Zehra Yamaç was working the overnight cleaning shift when the blasts tore through the tarmac at Sabiha Gökçen International Airport. It was just after 2 o'clock in the morning of 23 December 2015. She was not a soldier or a diplomat or a security officer. She was a woman doing her job in the dark, on the apron of one of Istanbul's two international airports, when four mortar shells struck the aircraft stands around her. She died of her wounds in hospital. Her colleague, also injured, survived. The attack, later claimed by the Kurdistan Freedom Hawks (TAK), brought a conflict raging hundreds of kilometers away in southeastern Turkey to the edge of a major European city — and to the life of one working woman whose death marked one of the year's most deeply unsettling moments.
Sabiha Gökçen Airport sits on the Asian shore of Istanbul, in the district of Pendik — a long way in spirit from the mountain towns and valleys where the Turkish military and PKK militants had been fighting since the breakdown of ceasefire negotiations in July 2015. Yet the reach of that conflict proved longer than any airport perimeter fence. The shells were fired from a forested area roughly two kilometers from the runway, sometime in those quiet hours when aircraft are parked and passenger traffic has stilled. Eyewitnesses heard what they initially described as three successive blasts. Official tallies would later establish four mortar impacts. Five parked aircraft sustained shrapnel damage. Flight operations resumed by morning, as if the night could simply be set aside.
Zehra Yamaç was an airport cleaning worker — the kind of employee who moves through terminals and aprons largely unseen, keeping the machinery of mass transit running in the hours when passengers are not watching. In the immediate aftermath, Turkish authorities focused on flight operations: Transport Minister Binali Yıldırım announced that no security lapses had occurred at the airport. Journalists and aviation experts debated bomb signatures and shrapnel dispersal patterns. Through much of that early reporting, Zehra Yamaç's name was a footnote. Her life deserved more than that. She went to work. She died at work. The conflict that killed her did not begin at that airport, and it did not end there.
Four days after the attack, on 27 December, the Kurdistan Freedom Hawks — known by the initials TAK, an urban offshoot of the PKK — claimed the mortar bombing as an act of retaliation against the Turkish military's operations in Kurdish-populated cities in the southeast. The claim framed the attack as part of a broader armed campaign at a moment when the conflict had reached severe intensity: the peace process that had offered some hope since 2013 had effectively collapsed that summer. Turkey had been seeing bombings in Suruç, Ankara, and Diyarbakır across 2015. Istanbul's airports, busy and globally connected, became symbols as much as targets. An attacker was eventually arrested in Istanbul in October 2017.
Istanbul exists in the crosscurrents of Turkey's modern history — a city of 15 million people, many of them Kurdish, many of them recent migrants from the very regions where violence was concentrated. The attack at Sabiha Gökçen deepened an already acute anxiety about whether the country's largest city could remain insulated from the war in its southeast. It could not, and probably never could. Within months, Istanbul would suffer far worse attacks — including the devastating assault on Atatürk Airport in June 2016. Each of those events carried the same terrible arithmetic: ordinary people in ordinary moments, interrupted by political violence that had nothing to do with their own choices or actions.

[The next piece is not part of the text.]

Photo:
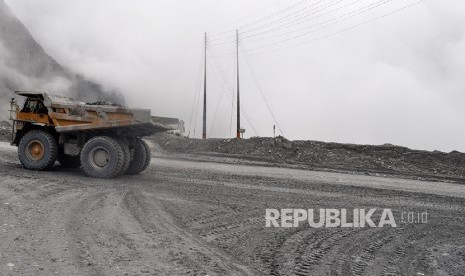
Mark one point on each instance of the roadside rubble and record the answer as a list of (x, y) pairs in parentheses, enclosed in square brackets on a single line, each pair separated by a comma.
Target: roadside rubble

The airport apron where the mortar shells struck has long since been repaired. Sabiha Gökçen International Airport continued to grow — it is now one of the busiest airports in Turkey, serving tens of millions of passengers a year. Most travelers who land or depart here know nothing of that December night. The investigation closed, the trial concluded, the headlines moved on. What remains is the fact of Zehra Yamaç's death: a cleaning worker, a night shift, a war that traveled further than wars are supposed to travel. Some losses resist the tidiness of context.
Sabiha Gökçen International Airport (LTFJ) lies on the Asian shore of Istanbul at approximately 40.90°N, 29.31°E, in the Pendik district. On approach from the west, the Bosphorus strait and the Anatolian hills form the backdrop. The airport sits on relatively flat terrain east of the city, with the Sea of Marmara visible to the south on clear days. Recommended viewing altitude for the surrounding area is 3,000–5,000 feet. The mortar attack originated from forested high ground approximately 2 km north of the apron area.